Als ein junger Israeli vor wenigen Monaten auf seiner Facebook-Seite das Bild von preiswerten Schoko-Puddings für 19 Cent postete, um seinen Landsleuten das günstige Leben in Berlin schmackhaft zu machen, war die Aufregung in Israel groß. Kritiker bezeichneten Naor Narkis bisweilen als „Antizionisten“, weil er, so hieß es, mit den beigefügten Worten „Wir sehen uns in Berlin“ gewissermaßen einen Exodus von Israel nach Berlin fördere.
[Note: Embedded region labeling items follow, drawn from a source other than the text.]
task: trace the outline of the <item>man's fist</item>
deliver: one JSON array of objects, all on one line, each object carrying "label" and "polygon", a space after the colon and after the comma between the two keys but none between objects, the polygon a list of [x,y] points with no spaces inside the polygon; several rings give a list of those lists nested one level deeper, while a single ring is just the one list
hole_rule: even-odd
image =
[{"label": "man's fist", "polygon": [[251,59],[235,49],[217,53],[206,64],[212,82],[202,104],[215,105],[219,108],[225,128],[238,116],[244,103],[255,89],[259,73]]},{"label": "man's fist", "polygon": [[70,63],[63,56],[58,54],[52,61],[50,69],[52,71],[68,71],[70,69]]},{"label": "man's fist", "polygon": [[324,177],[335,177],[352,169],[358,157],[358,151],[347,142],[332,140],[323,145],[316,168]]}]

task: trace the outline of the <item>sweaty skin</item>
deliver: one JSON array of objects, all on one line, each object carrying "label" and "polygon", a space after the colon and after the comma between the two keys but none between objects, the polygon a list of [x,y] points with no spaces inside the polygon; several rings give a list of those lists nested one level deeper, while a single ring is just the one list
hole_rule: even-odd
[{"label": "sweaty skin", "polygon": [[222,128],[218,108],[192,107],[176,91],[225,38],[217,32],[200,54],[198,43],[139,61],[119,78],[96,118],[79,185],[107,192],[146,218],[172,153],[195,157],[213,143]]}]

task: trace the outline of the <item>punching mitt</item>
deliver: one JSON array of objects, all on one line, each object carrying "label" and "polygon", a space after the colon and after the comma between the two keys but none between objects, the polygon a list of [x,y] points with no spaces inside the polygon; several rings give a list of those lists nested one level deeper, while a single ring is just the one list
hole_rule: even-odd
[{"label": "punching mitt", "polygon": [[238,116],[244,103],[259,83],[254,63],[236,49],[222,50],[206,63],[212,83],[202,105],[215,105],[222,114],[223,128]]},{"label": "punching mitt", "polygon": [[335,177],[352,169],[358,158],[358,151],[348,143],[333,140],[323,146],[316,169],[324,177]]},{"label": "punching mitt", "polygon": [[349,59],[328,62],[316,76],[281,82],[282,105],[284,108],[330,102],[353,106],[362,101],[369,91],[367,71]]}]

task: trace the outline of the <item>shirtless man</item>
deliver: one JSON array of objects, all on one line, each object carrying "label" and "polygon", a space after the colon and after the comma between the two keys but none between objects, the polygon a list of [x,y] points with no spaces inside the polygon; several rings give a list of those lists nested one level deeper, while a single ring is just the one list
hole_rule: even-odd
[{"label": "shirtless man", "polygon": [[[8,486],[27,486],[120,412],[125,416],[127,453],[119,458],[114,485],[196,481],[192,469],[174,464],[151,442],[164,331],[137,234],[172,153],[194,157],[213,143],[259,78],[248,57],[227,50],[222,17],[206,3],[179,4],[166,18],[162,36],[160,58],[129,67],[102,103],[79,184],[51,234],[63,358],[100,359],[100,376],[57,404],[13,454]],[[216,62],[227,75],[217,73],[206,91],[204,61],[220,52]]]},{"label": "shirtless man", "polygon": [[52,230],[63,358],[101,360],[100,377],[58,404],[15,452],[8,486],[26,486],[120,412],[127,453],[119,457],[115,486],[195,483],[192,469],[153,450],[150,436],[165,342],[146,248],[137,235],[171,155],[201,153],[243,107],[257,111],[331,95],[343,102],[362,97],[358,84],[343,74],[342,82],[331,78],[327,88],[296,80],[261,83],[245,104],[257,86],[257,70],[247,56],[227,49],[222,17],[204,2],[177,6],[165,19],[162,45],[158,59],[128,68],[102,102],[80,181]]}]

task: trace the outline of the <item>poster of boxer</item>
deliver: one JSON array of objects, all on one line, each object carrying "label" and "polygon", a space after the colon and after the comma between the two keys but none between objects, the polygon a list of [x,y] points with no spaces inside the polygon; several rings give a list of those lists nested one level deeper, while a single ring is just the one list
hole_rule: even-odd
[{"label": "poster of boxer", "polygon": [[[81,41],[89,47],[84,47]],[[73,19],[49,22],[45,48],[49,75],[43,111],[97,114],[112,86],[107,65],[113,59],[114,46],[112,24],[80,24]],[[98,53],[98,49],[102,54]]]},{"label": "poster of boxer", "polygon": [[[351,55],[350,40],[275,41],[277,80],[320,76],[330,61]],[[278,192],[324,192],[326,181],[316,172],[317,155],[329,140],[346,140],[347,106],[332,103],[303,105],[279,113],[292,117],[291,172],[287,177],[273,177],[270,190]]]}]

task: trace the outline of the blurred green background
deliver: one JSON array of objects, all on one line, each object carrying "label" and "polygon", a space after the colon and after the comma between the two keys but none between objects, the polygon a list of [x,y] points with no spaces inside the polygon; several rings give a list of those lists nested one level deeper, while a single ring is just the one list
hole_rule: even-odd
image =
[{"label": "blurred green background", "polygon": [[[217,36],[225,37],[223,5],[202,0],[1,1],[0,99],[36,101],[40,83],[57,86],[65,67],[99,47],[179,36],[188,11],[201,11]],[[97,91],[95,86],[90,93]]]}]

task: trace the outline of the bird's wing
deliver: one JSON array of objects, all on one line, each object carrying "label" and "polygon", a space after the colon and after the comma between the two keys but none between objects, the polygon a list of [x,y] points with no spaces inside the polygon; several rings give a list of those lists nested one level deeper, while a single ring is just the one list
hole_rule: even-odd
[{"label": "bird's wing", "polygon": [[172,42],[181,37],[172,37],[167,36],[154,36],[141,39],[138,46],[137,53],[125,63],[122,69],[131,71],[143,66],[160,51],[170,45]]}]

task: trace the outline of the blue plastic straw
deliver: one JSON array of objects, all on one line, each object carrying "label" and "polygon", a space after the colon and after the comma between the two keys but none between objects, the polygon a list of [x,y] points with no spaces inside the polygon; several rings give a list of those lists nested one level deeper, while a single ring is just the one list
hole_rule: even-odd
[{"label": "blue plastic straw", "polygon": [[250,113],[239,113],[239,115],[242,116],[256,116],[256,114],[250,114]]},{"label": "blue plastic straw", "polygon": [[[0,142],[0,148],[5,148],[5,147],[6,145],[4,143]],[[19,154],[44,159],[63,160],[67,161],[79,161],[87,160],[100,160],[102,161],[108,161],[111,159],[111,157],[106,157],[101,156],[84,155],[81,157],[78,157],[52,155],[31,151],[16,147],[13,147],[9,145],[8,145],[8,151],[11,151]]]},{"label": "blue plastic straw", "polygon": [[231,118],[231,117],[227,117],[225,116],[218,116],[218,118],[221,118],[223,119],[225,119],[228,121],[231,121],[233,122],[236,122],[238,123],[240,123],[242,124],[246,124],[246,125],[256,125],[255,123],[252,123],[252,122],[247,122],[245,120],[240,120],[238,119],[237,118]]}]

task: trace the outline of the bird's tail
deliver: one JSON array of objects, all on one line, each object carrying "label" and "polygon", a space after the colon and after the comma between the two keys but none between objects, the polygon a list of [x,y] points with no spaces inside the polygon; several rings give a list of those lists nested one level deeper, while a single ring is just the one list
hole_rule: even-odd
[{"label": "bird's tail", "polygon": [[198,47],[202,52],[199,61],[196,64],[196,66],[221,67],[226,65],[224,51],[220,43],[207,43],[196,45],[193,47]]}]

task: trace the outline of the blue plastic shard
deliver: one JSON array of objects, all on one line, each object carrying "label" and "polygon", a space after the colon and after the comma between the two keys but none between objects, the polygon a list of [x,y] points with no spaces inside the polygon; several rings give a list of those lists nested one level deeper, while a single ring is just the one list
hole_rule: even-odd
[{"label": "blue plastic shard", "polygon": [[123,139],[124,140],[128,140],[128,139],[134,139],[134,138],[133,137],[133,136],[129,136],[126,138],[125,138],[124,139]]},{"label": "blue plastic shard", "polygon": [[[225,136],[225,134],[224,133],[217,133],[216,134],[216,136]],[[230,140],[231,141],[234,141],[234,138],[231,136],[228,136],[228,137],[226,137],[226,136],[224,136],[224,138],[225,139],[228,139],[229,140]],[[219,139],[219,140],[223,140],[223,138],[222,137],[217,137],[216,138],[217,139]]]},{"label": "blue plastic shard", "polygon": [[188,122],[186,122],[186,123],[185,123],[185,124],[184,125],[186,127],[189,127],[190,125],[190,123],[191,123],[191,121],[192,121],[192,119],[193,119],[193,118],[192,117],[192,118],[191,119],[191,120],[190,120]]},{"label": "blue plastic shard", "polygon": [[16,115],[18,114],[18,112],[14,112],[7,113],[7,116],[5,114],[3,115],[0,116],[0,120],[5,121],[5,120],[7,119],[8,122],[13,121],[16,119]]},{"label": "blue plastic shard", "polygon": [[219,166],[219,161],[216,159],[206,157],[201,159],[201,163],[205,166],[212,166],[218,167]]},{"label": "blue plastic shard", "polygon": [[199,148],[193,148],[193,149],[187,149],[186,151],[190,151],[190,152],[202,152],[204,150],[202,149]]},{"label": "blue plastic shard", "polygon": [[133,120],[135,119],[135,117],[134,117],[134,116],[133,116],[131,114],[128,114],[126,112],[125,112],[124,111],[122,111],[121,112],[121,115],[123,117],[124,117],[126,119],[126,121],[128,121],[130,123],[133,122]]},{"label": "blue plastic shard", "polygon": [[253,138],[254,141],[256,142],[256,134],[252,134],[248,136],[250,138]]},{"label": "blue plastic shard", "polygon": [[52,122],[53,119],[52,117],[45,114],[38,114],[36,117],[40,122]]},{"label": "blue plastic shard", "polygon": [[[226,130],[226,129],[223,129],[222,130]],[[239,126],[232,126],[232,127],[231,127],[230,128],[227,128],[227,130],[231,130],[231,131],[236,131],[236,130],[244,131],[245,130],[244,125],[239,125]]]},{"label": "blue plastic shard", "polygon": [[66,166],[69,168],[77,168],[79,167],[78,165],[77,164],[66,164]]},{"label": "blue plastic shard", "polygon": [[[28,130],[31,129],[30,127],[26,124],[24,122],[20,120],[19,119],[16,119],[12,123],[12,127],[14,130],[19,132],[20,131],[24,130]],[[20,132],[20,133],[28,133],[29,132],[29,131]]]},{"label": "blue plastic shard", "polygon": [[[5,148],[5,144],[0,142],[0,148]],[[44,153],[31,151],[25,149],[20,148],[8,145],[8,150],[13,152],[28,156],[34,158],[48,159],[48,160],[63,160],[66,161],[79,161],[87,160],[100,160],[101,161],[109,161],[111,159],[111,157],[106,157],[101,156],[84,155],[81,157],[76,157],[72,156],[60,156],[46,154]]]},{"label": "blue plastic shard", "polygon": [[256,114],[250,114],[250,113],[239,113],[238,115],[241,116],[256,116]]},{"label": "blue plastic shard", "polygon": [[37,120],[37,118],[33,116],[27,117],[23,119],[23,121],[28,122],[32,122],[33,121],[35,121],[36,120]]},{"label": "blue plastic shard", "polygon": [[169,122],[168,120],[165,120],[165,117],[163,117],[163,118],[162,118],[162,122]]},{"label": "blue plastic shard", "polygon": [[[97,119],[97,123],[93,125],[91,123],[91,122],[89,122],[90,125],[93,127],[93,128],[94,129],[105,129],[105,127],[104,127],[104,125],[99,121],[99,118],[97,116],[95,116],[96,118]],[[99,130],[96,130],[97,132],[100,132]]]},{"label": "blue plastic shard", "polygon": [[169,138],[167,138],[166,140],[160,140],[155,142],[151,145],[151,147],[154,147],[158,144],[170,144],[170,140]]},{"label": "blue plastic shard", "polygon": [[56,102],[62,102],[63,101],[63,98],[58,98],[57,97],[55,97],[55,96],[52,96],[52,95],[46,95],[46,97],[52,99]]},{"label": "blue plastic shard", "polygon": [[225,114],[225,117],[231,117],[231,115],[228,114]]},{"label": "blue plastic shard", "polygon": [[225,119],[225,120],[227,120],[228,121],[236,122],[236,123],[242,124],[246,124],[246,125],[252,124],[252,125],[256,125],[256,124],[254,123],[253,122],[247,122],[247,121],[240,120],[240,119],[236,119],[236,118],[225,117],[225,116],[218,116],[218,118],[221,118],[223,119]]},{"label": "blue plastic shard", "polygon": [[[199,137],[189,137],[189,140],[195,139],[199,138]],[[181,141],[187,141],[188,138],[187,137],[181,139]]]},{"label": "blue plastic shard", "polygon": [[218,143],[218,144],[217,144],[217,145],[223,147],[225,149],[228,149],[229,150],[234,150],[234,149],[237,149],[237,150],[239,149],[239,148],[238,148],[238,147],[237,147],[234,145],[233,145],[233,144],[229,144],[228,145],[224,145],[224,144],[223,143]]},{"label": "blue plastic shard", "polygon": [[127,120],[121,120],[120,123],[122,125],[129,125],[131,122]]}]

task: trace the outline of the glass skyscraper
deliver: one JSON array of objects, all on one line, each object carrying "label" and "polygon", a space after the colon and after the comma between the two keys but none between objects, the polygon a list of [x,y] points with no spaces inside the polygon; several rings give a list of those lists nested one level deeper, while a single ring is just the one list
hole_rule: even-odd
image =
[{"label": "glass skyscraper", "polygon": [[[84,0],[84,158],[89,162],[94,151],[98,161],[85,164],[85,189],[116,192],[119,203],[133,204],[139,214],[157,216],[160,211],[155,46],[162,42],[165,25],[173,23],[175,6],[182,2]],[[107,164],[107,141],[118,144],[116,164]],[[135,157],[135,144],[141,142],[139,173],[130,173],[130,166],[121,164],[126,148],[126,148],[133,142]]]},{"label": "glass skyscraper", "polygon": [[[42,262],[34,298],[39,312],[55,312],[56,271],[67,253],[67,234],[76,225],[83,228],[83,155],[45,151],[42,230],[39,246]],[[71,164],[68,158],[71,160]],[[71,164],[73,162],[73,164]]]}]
Dabei wollte der 25-Jährige damit auf wirtschaftliche Probleme in seiner Heimat aufmerksam machen – und jungen Israelis neue Perspektiven in Deutschland aufzeigen.
Die Stadt Berlin ist in der Tat zum Hoffnungsträger für die deutsch-jüdischen Beziehungen geworden. Schließlich hat die Vernichtung von Millionen von Juden durch die Nationalsozialisten „eine tiefe Zerreißung im Deutschtum selbst“ hervorgebracht, wie es der jüdische Religionsphilosoph Martin Buber unter dem Eindruck des Zweiten Weltkriegs beschrieb.
Die sogenannte deutsch-jüdische Symbiose war mit dem Zivilisationsbruch Auschwitz unwiederbringlich zerstört. „Heute ist die Kontinuität des geistigen Werdens im Deutschtum abgeschnitten. Wenn sie einst wieder erneut wird, wird sie mit Notwendigkeit an jene Werte, die die Symbiose trugen, und an jene Werke, die aus ihr hervorgingen, anknüpfen. Aber die Symbiose selbst ist zu Ende und kann nicht wiederkommen“, schrieb Buber im Sammelband „Der Jude und sein Judentum“, der 1963 in Köln erschien. Zwei Jahre später, am 13. Juni 1965, starb er in Jerusalem.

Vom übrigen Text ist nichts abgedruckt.